Brought to you by Bar Mitzvah Disco and… American Apparel?

So a little while back we reported how taken American Apparel jeffe de los jeffes Dov Charney was by the photos that appeared in the BarMitzvah Disco book. He had the photos plastered all over his stores, in his factory and you can even purchase the book from the American Apparel Web site. Now we just got word that American Apparel and Bar Mitzvah Disco have gotten together to produce Bar Mitzvah Disco: The Documentary. Here’s the very painful trailer/call for submissions:

This is being released in time for Passover because I guess they figure all but the very baddest of you will be home with your families. If so, take some time after the Seder to dig up your old Bar Mitzvah videos and send them over – you can become a part of history and trust me, it’ll be therapeutic – better than clonazepam without the nasty libido killing side effects. Uh… yeah. I have no idea where that came from.

Anyways… send email to lionelrichie@barmitzvahdisco.com if you’d like instructions on where to send your footage and visit the Bar Mitzvah Disco Web site for more info. Oh and uh… shop at American Apparel. Yeah!

Hat tip to Benno, the Jewiest goy ever!

About the author

ck

Founder and Publisher of Jewlicious, David Abitbol lives in Jerusalem with his wife, newborn daughter and toddler son. Blogging as "ck" he's been blocked on twitter by the right and the left, so he's doing something right.

15 Comments

  • While not having any bar mitzvah tapes to deliver, watching this did bring me back to a time and place. I would love to see other eras rescued for nostalgia —the beehive barmitzvah, the bar mitzvah swing, the Speak Easy Bar Mitzvah….

  • You know, maybe it’s that I wasn’t raised as a rich American Jew–but I don’t get the fascination with this BarMitzva Disco thing.

    In fact, as someone who grew up hugging the poverty line from beneath, I actually find it a bit insulting how so much of this pop-Jewish nostalgia is built around the privilege of being able to waste massive amounts of money on one party.

  • Look Ariel, my Bar Mitzvah was a modest affair, catered by my Mom andd the party took place in my basement. It was rockin though …

    But I digress. I wince whenever I look at Bar Mitzvah Disco. I think we’re supposed to. Like it or not, BMD encapsulates where we’ve been as a society and maybe where we’re going. It aint pretty but it is who we are – no sense hiding it. BMD is not a celebration – it’s an act of painful introspection.

  • Ariel is absolutely correct. The whole Bar Mitzvah celebration thing was unknown in the old world.

    What it is, he is correct. The rich splash around lots of money on parties, waste is the key. Monogrammed napkins for example. For a 13 yo girl.

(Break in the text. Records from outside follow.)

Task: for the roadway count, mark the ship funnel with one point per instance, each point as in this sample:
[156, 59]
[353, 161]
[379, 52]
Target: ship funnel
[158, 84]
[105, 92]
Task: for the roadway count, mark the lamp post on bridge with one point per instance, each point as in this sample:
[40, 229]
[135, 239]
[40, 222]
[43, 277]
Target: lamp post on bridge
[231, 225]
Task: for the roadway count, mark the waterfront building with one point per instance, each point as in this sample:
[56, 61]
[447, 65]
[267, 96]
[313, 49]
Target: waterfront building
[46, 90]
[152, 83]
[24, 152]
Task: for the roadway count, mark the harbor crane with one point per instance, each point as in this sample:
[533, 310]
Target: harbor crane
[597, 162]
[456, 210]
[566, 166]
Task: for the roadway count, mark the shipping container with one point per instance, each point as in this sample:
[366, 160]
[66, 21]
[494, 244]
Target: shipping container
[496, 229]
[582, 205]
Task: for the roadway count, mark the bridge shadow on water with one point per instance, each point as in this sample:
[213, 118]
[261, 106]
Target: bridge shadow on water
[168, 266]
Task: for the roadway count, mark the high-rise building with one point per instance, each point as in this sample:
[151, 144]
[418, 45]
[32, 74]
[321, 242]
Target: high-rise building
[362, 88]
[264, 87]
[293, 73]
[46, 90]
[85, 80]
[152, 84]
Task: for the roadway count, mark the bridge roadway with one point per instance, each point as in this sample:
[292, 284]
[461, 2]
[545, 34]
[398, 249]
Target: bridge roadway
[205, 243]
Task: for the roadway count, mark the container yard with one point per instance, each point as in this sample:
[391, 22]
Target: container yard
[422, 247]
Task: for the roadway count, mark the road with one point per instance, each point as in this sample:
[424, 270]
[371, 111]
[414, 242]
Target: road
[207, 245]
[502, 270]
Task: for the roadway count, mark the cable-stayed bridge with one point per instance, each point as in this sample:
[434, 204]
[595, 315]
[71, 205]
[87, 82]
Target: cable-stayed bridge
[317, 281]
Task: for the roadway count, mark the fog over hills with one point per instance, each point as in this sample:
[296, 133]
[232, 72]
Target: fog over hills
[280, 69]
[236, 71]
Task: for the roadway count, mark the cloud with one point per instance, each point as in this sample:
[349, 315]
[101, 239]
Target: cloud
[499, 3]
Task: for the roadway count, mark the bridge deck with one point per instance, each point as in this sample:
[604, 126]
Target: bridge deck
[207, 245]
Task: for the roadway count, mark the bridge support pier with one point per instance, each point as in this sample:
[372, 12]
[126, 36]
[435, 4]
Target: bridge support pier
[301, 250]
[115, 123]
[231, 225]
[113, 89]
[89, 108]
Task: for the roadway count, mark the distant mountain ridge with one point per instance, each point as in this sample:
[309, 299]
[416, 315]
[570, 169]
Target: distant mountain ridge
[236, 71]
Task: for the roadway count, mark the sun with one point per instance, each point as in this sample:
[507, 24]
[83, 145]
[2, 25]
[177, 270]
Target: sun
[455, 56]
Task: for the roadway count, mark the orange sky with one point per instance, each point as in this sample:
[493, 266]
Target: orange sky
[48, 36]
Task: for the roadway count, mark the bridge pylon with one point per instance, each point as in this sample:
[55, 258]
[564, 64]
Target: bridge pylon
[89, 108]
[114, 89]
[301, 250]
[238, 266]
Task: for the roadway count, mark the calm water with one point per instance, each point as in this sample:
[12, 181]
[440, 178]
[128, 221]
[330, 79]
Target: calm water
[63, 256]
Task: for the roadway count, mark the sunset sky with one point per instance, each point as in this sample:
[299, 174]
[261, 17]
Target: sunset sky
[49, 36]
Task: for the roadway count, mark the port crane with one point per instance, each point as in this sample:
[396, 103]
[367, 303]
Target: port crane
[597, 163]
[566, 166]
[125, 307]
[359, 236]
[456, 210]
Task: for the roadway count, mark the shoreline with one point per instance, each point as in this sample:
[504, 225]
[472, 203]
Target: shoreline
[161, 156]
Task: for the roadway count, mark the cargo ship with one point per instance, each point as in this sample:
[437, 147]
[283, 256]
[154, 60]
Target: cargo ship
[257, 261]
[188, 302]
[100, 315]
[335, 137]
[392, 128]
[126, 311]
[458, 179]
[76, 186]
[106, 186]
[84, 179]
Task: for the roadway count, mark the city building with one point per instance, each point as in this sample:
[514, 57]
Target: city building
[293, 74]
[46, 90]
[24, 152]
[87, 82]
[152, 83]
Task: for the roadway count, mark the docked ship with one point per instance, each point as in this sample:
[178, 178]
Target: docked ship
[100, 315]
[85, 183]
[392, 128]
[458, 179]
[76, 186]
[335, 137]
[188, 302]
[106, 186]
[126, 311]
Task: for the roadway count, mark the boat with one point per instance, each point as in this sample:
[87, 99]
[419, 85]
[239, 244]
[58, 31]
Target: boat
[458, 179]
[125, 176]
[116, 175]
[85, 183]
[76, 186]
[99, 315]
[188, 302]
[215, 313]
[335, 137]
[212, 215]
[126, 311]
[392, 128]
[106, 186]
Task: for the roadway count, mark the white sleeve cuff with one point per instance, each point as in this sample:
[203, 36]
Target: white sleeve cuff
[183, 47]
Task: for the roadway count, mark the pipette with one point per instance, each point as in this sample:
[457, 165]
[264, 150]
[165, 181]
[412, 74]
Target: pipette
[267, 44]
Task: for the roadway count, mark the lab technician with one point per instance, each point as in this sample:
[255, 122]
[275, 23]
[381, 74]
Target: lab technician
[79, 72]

    It’s the old question, you can’t tell people what to spend on, but in Judaism you can and should and not be politically correct, by saying it’s their business. Because the world is very messed up, we shouldn’t make it worse.

  • Ck, I’m not sure they see it as painful introspection…at least that’s not the impression I’m getting (but I’m known to be dense).

    To me it seems as if the BMD peeps are reveling in the “embarrassment” of having their pre-pubescent pictures plastered in full-bleed color all over an uber-hip booklet. It’s the ultimate act of “hipsterdom”–being so proud of your uncoolness which, therefore, makes you hip.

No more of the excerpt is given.